A review by raisingself
The Crown by Kiera Cass

3.0

(Review for both The Heir and The Crown since I read both in two days)

Hands down The Crown is the best book in the Selection series!

Think a slightly more woke and feminist bachelorette meets fairytale. The lead character, Eadlyn, is 100% annoying the first third of book 1 (The Heir) but there is true character development by the end of The Crown.

I found the first 3 Selection books detailing her parents: America Singer and Prince Maxon’s The Bachelor meets Cinderella story with a dash of dystopian melodrama contrived, wrought with chauvinism and lacking depth and overly drawn out (how they squeezed out 3 books still shocks me). Much of their story was so campy that it was more annoying than endearing.

Eadlyn’s love story is endearing and interesting. Not obvious like her parent’s and slightly more nuanced.
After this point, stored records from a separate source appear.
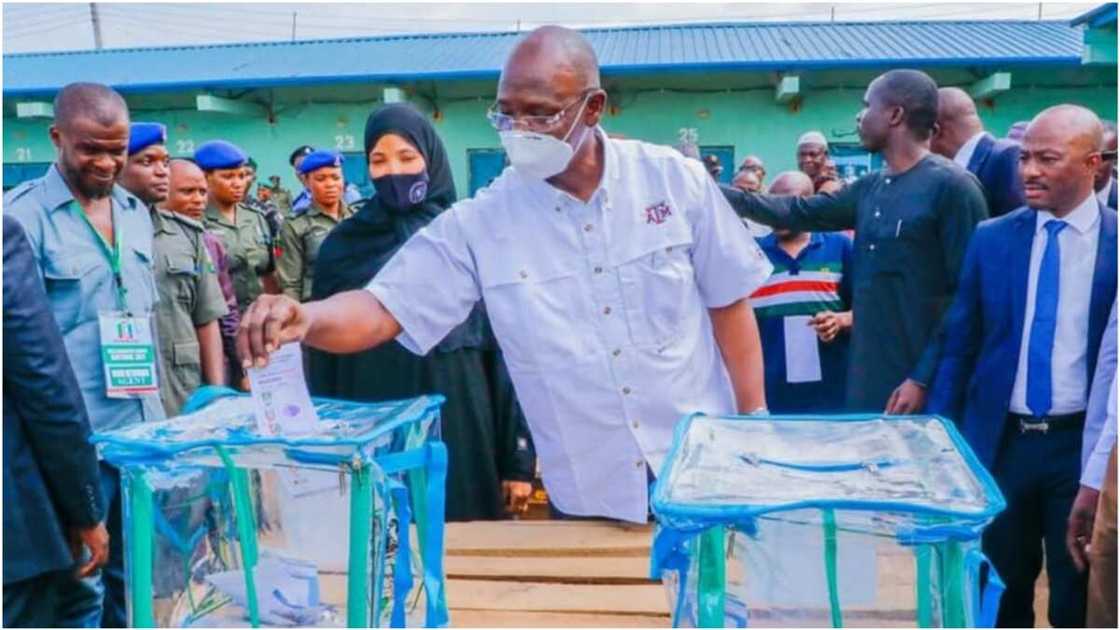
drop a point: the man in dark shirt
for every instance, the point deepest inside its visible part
(912, 222)
(961, 138)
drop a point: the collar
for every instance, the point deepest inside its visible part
(964, 154)
(1083, 218)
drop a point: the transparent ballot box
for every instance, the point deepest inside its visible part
(824, 521)
(341, 526)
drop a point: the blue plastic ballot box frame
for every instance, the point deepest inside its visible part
(850, 475)
(385, 453)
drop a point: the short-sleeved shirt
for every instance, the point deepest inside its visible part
(249, 244)
(600, 309)
(300, 238)
(817, 280)
(80, 281)
(189, 297)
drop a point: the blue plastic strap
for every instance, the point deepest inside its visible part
(432, 546)
(402, 572)
(986, 605)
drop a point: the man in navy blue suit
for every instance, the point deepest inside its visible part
(52, 498)
(961, 138)
(1020, 345)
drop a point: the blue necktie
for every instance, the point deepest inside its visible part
(1041, 345)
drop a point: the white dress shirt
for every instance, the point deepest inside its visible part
(1098, 464)
(1069, 368)
(599, 308)
(964, 154)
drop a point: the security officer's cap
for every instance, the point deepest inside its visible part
(143, 135)
(218, 154)
(319, 159)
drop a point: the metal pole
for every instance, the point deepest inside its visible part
(95, 22)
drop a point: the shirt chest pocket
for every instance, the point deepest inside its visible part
(313, 242)
(659, 288)
(183, 276)
(68, 281)
(539, 313)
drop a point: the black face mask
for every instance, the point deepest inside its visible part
(402, 192)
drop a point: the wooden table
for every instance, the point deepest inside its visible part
(558, 574)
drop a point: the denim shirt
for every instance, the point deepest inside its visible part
(80, 283)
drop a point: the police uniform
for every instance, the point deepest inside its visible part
(248, 239)
(249, 244)
(299, 247)
(302, 234)
(189, 297)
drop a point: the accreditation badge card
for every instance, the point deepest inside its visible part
(128, 354)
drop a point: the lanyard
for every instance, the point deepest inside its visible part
(112, 253)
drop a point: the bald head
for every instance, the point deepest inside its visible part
(1060, 157)
(94, 101)
(792, 183)
(552, 57)
(958, 121)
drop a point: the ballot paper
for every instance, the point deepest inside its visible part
(287, 590)
(281, 401)
(802, 354)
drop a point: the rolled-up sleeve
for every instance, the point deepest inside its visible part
(728, 262)
(430, 285)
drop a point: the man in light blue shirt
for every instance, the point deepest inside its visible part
(93, 247)
(615, 275)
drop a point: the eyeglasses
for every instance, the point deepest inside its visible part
(541, 123)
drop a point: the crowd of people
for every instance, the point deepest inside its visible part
(577, 307)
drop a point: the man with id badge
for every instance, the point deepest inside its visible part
(93, 247)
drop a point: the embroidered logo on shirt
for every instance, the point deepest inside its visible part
(658, 213)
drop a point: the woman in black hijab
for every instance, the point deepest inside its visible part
(488, 447)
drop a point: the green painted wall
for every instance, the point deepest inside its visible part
(746, 118)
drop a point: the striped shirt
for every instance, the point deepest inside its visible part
(814, 281)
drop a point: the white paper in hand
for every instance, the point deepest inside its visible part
(802, 355)
(280, 397)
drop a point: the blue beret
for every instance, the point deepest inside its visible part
(319, 159)
(143, 135)
(220, 154)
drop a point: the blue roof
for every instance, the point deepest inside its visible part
(1102, 16)
(696, 47)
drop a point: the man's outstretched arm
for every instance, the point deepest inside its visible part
(343, 323)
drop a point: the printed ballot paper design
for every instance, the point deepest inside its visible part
(824, 521)
(227, 524)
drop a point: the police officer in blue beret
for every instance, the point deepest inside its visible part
(301, 235)
(190, 300)
(244, 231)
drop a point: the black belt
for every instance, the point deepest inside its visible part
(1045, 424)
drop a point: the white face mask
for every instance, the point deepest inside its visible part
(540, 155)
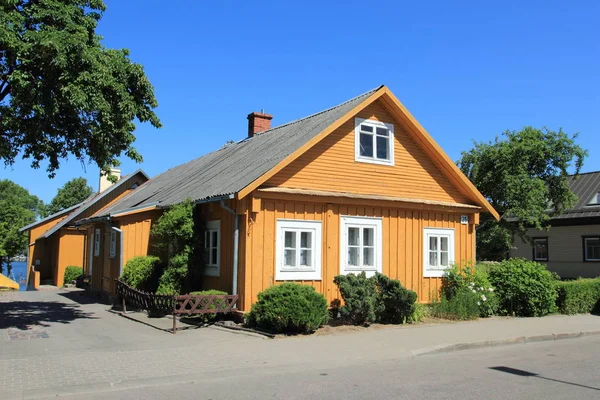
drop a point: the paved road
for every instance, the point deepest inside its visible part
(556, 370)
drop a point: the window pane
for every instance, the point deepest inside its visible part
(382, 148)
(368, 236)
(444, 243)
(306, 258)
(366, 145)
(353, 256)
(353, 236)
(215, 239)
(369, 256)
(289, 258)
(290, 239)
(306, 240)
(382, 131)
(433, 258)
(444, 259)
(432, 243)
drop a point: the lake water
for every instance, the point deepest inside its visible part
(18, 273)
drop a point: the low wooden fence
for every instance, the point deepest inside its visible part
(187, 304)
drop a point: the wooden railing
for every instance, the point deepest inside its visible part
(187, 304)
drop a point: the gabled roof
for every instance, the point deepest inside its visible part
(238, 169)
(585, 186)
(91, 201)
(51, 217)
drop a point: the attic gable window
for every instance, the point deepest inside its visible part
(374, 142)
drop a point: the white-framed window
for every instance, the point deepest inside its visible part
(361, 245)
(97, 243)
(438, 251)
(591, 248)
(374, 142)
(212, 247)
(298, 250)
(113, 244)
(540, 249)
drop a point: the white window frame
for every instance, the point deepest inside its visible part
(375, 124)
(299, 273)
(535, 241)
(113, 244)
(97, 243)
(585, 249)
(437, 271)
(212, 267)
(346, 222)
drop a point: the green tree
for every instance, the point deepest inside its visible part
(523, 174)
(17, 209)
(63, 93)
(73, 192)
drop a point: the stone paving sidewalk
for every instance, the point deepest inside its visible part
(88, 347)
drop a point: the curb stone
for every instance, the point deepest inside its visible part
(449, 348)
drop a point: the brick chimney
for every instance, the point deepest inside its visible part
(258, 122)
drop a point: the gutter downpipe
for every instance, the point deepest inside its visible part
(122, 243)
(236, 245)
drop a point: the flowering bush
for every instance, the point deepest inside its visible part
(476, 282)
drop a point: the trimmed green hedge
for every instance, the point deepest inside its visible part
(72, 273)
(289, 307)
(579, 297)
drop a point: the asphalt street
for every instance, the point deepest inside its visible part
(568, 369)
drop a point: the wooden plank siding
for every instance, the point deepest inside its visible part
(330, 165)
(402, 243)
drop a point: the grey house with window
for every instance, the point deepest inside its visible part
(571, 247)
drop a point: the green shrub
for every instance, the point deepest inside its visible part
(525, 288)
(463, 305)
(289, 308)
(140, 272)
(72, 273)
(579, 297)
(360, 298)
(474, 279)
(395, 304)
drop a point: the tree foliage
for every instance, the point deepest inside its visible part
(18, 208)
(73, 192)
(524, 176)
(63, 93)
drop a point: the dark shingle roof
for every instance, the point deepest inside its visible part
(585, 186)
(233, 167)
(74, 216)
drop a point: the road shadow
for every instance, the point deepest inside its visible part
(520, 372)
(26, 314)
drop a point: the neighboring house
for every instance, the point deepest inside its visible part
(55, 242)
(358, 187)
(571, 247)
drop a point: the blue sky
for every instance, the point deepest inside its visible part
(466, 70)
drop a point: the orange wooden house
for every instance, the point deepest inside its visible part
(56, 243)
(358, 187)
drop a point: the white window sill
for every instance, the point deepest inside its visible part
(211, 270)
(374, 161)
(297, 275)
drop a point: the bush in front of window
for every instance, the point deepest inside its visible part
(395, 304)
(141, 273)
(360, 298)
(72, 273)
(476, 280)
(579, 297)
(289, 308)
(525, 288)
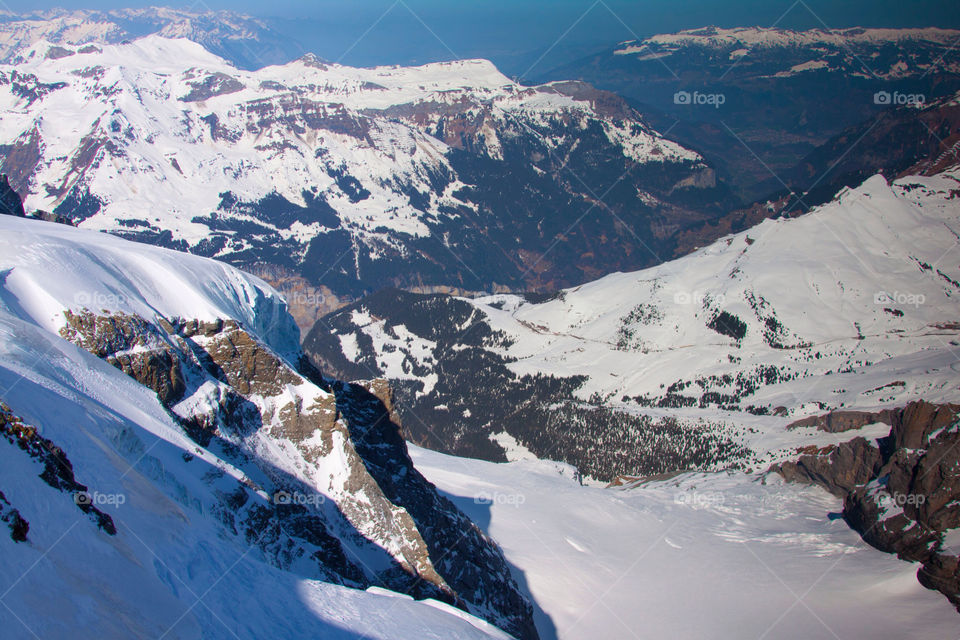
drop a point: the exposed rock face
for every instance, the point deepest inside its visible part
(351, 503)
(18, 526)
(56, 471)
(902, 494)
(377, 437)
(10, 202)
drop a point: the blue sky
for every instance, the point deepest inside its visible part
(514, 33)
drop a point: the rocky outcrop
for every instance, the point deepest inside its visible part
(10, 202)
(56, 471)
(17, 525)
(901, 493)
(478, 578)
(342, 488)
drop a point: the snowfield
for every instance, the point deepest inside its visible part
(697, 556)
(172, 570)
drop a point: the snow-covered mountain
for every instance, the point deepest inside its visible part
(248, 42)
(882, 53)
(697, 363)
(173, 467)
(726, 555)
(446, 175)
(756, 100)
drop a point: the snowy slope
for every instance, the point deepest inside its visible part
(699, 556)
(247, 41)
(172, 551)
(348, 177)
(854, 305)
(826, 49)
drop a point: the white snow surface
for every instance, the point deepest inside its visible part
(172, 570)
(699, 556)
(865, 291)
(123, 123)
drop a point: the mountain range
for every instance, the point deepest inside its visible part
(650, 346)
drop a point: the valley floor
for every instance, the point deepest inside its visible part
(698, 556)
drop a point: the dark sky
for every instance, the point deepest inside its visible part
(516, 33)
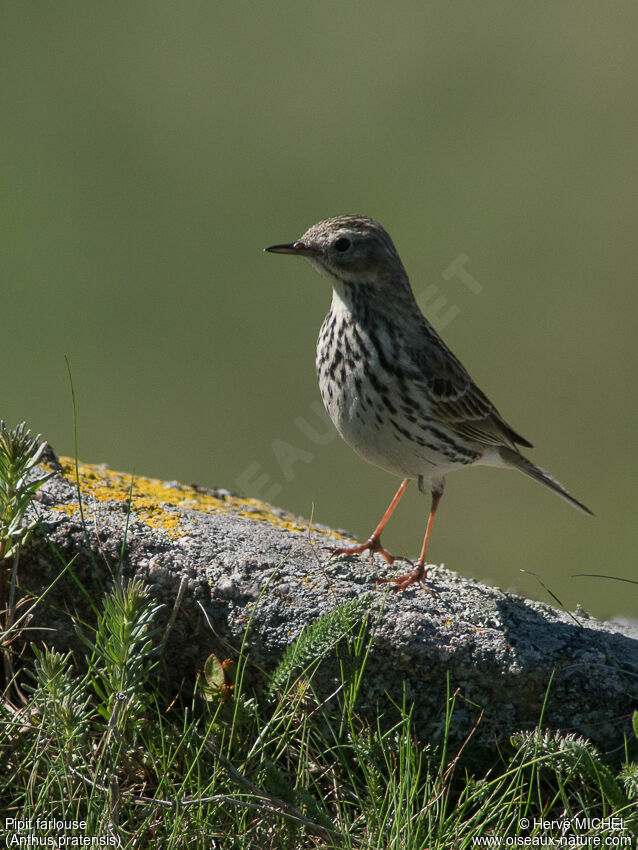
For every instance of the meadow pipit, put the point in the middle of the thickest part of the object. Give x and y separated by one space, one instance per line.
393 389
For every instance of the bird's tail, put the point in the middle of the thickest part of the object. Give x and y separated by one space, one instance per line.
514 458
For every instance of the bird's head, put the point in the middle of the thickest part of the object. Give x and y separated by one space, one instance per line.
352 251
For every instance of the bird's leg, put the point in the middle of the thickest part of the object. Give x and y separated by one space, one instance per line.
418 573
373 543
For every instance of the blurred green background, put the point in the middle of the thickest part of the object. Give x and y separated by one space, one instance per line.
151 150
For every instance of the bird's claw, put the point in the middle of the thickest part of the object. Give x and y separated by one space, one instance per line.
417 576
372 545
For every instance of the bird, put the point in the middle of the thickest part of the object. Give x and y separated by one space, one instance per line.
393 389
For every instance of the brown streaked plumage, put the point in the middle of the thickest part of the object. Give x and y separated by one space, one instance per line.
391 386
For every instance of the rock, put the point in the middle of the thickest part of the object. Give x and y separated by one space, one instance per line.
249 565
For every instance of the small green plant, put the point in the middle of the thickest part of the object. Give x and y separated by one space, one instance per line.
20 453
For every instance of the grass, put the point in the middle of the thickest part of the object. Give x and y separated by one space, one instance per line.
102 737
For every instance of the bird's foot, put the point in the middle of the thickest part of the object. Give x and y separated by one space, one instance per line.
372 545
416 576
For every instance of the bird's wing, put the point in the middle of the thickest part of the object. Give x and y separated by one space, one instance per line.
455 400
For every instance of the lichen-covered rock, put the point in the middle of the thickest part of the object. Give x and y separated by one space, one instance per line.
253 571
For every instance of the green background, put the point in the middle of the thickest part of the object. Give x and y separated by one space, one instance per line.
151 150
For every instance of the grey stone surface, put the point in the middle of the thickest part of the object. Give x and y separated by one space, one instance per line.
244 561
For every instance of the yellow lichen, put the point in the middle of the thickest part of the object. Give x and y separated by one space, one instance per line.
157 503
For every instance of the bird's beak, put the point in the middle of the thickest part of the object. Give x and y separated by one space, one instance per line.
299 248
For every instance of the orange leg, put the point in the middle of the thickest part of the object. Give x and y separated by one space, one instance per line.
374 542
418 573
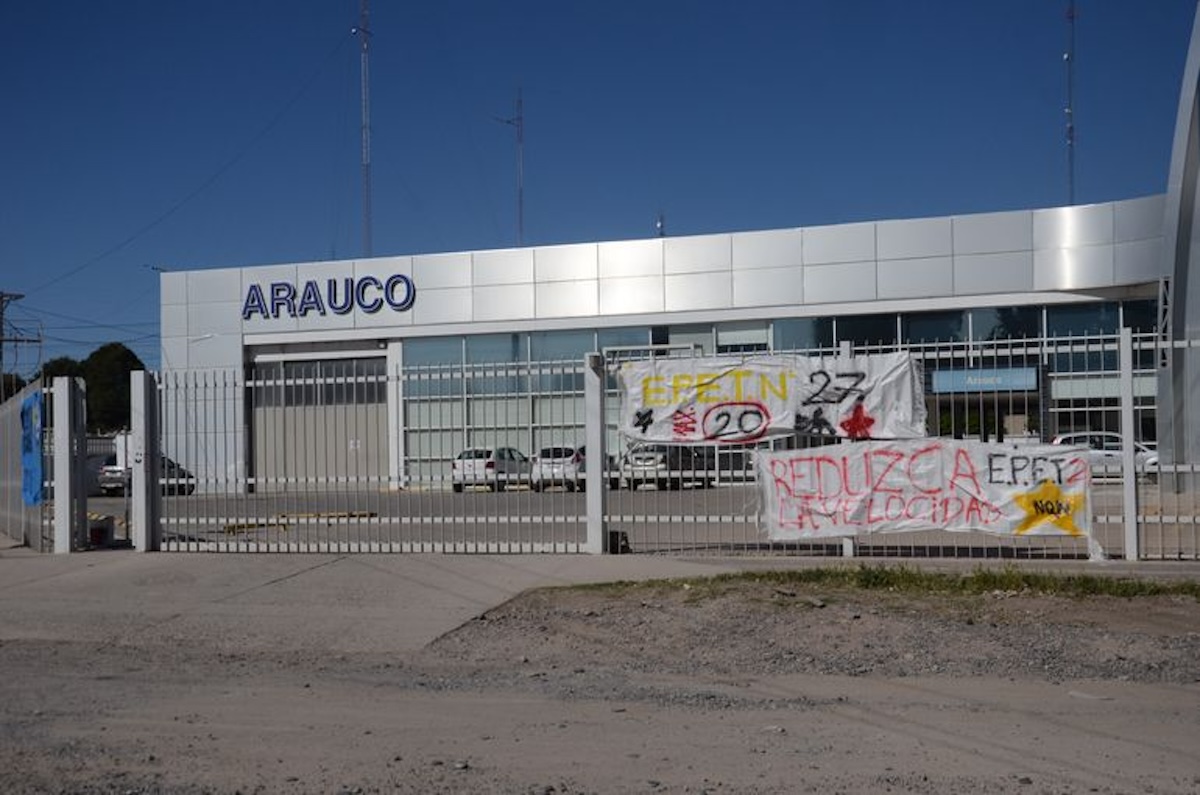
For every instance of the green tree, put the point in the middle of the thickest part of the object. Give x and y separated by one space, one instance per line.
107 372
60 366
10 384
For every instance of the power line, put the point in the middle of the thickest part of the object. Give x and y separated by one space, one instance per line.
1069 60
16 339
364 33
203 186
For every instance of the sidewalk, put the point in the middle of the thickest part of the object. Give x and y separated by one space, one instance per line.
349 603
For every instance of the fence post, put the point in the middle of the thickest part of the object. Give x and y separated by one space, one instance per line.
598 456
1128 453
70 464
143 459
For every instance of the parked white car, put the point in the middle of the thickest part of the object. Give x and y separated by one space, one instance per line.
1104 452
492 467
557 466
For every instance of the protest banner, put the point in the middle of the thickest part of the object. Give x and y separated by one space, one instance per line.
726 400
924 484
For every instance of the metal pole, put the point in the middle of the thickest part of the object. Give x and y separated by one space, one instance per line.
1069 60
364 33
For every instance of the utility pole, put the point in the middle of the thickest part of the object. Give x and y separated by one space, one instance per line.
519 123
5 299
364 33
1069 60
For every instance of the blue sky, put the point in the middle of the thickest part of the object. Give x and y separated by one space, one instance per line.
141 136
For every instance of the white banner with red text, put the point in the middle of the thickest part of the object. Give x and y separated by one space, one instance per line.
732 400
924 484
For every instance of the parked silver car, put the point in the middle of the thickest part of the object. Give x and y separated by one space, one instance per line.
667 466
557 466
1104 452
492 467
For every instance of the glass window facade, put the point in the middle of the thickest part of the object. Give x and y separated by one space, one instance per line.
1079 320
556 346
487 348
802 333
438 350
1006 323
934 327
868 329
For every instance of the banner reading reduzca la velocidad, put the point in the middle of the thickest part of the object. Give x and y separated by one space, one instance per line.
733 400
924 484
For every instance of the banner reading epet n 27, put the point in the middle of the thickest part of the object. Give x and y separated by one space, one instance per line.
928 484
725 400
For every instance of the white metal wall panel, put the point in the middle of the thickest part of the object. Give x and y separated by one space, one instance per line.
213 352
433 272
1139 261
505 267
631 258
217 318
994 273
1073 226
322 274
699 291
916 278
912 238
264 278
1139 219
847 243
631 296
768 287
442 306
1073 268
226 284
993 232
778 249
849 281
565 263
568 298
382 269
503 303
696 255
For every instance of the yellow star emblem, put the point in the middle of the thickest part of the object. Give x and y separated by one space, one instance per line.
1048 504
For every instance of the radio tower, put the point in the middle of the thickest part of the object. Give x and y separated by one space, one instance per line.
364 33
1069 60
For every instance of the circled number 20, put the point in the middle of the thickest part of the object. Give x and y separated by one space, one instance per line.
741 422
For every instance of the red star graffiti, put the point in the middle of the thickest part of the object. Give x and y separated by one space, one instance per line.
858 424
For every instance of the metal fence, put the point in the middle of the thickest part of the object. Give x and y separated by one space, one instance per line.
22 519
43 466
359 456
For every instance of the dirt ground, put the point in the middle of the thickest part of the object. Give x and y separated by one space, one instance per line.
665 688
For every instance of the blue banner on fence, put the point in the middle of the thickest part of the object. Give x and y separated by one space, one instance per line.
31 412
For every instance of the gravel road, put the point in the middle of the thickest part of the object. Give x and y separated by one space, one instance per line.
739 687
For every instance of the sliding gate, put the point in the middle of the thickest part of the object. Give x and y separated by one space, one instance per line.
358 455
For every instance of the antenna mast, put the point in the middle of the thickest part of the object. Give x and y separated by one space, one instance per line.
364 34
519 123
1069 60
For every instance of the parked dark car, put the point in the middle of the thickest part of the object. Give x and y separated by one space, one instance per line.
667 466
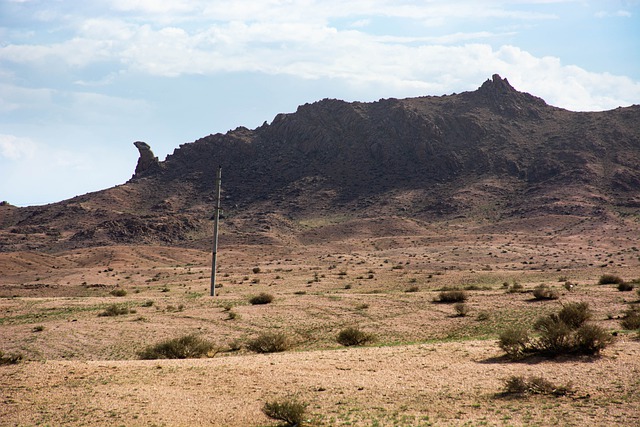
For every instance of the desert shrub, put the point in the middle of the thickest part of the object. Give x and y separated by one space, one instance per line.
631 318
558 337
289 411
591 339
454 295
353 336
542 292
10 359
186 347
114 310
574 314
118 292
625 287
269 343
515 342
483 315
516 288
461 309
262 298
565 332
534 385
610 279
555 335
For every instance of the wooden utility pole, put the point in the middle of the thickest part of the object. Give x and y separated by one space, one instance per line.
216 219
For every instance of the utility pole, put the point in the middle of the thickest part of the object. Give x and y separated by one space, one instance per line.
216 219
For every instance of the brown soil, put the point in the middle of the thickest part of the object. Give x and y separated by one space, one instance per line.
426 367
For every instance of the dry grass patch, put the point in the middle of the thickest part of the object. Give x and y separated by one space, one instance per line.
185 347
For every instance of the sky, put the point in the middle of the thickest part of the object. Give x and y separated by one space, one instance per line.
80 81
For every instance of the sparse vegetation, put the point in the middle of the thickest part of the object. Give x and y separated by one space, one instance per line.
353 336
262 298
115 310
452 296
269 343
461 309
10 359
289 411
631 318
544 292
610 279
566 332
515 288
515 342
625 287
118 292
534 385
186 347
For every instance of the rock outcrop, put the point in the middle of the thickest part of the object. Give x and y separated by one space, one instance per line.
490 153
147 161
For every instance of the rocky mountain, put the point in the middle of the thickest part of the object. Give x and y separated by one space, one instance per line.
494 154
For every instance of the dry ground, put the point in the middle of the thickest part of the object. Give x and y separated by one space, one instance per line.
427 366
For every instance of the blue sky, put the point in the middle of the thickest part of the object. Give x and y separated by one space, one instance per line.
81 81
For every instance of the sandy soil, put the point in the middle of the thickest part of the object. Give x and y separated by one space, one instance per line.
426 367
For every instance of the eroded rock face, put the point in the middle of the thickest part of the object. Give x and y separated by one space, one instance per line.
147 161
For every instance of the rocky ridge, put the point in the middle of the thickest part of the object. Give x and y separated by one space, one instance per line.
494 154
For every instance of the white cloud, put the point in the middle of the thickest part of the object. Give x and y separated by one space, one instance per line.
616 14
15 148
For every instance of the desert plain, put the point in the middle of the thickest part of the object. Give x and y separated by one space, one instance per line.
428 365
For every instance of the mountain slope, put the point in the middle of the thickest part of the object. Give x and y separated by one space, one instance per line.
492 154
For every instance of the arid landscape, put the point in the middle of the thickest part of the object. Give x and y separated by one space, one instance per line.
88 284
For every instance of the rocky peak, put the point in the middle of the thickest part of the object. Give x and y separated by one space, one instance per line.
497 85
147 161
504 99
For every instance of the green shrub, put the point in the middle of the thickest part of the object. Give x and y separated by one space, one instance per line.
451 296
353 336
555 335
289 411
625 287
610 279
543 292
10 359
591 339
186 347
114 310
558 337
566 332
516 288
534 385
461 309
631 318
574 314
483 315
269 343
118 292
262 298
515 342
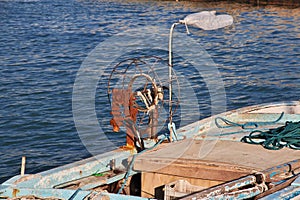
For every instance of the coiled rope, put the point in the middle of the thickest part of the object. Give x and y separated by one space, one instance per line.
275 139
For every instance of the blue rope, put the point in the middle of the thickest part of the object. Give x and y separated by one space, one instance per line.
247 125
132 162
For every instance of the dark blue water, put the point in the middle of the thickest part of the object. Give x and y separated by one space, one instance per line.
43 44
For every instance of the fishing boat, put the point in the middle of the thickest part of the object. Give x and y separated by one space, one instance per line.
251 152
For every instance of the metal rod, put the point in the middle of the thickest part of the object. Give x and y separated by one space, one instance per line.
170 78
23 165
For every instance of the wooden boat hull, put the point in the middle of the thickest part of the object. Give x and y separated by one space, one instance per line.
207 156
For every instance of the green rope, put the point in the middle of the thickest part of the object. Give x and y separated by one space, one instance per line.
275 139
247 125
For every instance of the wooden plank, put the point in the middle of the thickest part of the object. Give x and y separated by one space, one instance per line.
152 183
227 155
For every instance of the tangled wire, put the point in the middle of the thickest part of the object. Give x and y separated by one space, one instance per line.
275 139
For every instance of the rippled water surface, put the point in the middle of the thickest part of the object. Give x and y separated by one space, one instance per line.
43 44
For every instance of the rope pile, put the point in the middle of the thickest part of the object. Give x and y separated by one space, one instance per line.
275 139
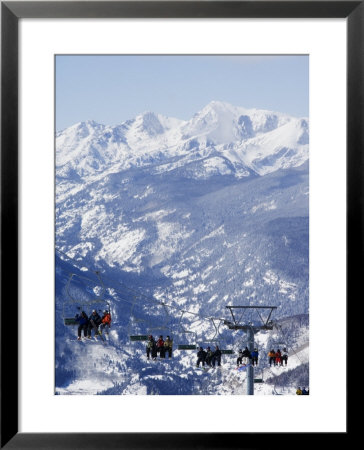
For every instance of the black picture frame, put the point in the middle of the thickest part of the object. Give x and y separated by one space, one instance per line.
11 12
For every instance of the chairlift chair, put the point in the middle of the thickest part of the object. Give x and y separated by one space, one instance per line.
74 306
She’s a first born twin girl whose parents changed the law to make her the heir “despite” her gender. She is the first generation after the 8 tiered numbering caste system that still haunts her kingdom with systemic discrimination and former caste bias.

Eadlyn starts as a brat that takes her future role as queen seriously but is not in touch with the people and agrees to the selection out of a duty to her parents to help be a distraction for a nation on the cusp of rising up because of social unrest. She doesn’t plan on falling in love and thinks she may be able to get out choosing a husband for a few more years. She wants to prove she can be queen and doesn’t want that to be overshadowed by her being a woman and the first female sovereign.

The reader is not 100% sure who Eadlyn will fall in love with or of her heart. I was presently surprised by this book and really enjoyed it for what is was: a lovely simple YA fairytale love story.

Trigger Warning: one non-graphic scene of near non-consensual touching

Woke Meter: issues with slightly stereotyping of LGBT characters and a mostly white washed cast with a singular token black character that is poorly and inconsistently developed.